Karthik has not been the only Indian batsmen to have failed miserably in the Test series so far but given the fact that 20-year-old Pant has been breathing down his neck with some fine performances for India ‘A’ in their recent shadow tour of England, his position seems to be the most untenable of the lot.
Pant’s breakthrough came with a stupendous IPL campaign for the Delhi Daredevils where he blitzed 684 runs in 14 innings at an average greater than 35 and a strike-rate near 163.
While his game seems more suited to the limited-overs formats, he has since given ample evidence that he has what it takes to succeed at red-ball cricket.
In the two first-class matches that India ‘A’ played on their tour of England, Pant registered three half-centuries in his four innings including two against an England Lions attack containing the likes of Sam Curran and Jamie Porter.
His ability to translate his limited-overs form to first class cricket earned him glowing praise from India ‘A’ coach Rahul Dravid.

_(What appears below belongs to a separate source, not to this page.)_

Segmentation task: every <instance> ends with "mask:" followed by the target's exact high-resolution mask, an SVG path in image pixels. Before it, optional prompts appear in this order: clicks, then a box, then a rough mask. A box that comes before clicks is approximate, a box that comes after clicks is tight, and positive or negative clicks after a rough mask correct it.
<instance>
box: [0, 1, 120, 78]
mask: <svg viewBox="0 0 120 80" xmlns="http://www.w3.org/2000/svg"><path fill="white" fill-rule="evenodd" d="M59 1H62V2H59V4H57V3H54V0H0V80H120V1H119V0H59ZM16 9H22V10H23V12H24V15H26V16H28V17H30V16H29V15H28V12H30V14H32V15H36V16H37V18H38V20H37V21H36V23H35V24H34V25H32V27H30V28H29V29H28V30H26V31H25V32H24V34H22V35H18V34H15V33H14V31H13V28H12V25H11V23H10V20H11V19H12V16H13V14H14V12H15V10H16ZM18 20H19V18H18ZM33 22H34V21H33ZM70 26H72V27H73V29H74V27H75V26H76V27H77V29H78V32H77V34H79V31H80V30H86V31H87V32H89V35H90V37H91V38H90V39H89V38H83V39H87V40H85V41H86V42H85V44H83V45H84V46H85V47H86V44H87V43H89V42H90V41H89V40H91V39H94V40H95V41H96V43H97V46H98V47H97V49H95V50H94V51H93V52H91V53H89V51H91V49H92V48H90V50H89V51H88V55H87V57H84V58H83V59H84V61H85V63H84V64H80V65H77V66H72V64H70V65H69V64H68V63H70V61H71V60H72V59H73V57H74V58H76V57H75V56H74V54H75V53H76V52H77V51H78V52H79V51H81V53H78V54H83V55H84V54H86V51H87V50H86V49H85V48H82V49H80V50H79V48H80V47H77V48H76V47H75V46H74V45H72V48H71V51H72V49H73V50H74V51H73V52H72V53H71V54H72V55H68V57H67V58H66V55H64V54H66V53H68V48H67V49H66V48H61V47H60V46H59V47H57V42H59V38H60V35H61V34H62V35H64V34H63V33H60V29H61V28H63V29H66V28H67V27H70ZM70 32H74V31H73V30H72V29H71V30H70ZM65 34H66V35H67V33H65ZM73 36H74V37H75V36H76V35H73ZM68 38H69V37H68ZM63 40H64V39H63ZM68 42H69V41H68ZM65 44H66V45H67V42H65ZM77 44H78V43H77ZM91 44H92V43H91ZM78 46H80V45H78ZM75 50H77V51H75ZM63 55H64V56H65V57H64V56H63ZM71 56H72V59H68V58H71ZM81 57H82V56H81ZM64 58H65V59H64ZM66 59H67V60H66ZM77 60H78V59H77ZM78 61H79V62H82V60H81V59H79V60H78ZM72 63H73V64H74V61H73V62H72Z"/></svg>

“Rishabh has shown he could bat differently. He has the temperament and skills to bat differently,” said Dravid. “He is always going to be an attacking player, but reading of the situation when one is playing red-ball cricket is required. We are glad he has been picked in the national team and I hope he takes this maturity and builds thereon,” Dravid had told ESPNCricinfo upon the completion of the tour.
At his age, Karthik was never going to be a long-term solution to India’s wicketkeeping hopes and when Saha does inevitably return, it will not be a surprise to see the Tamil Nadu man drop down the pecking order.
Given India’s extreme batting frailties at the moment, a quick-fire 50 from Pant batting at number seven could be gold dust for Virat Kohli and his men.
Such are the dire straits that India currently are in at the moment that a left-field move like bringing in Pant seems like the only viable solution to mend the batting woes.
It would be a tad unfair on Karthik given no other batsmen apart from Kohli have covered themselves in glory but Pant’s unorthodox approach to batting might just be the remedy to India’s current ailments.
Conventional Test batsmen like Murali Vijay, Cheteshwar Pujara and Ajinkya Rahane have hardly been pulling up trees against the moving Duke ball. It might be time for India to finally throw caution to the wind as they look to salvage the series at Trent Bridge.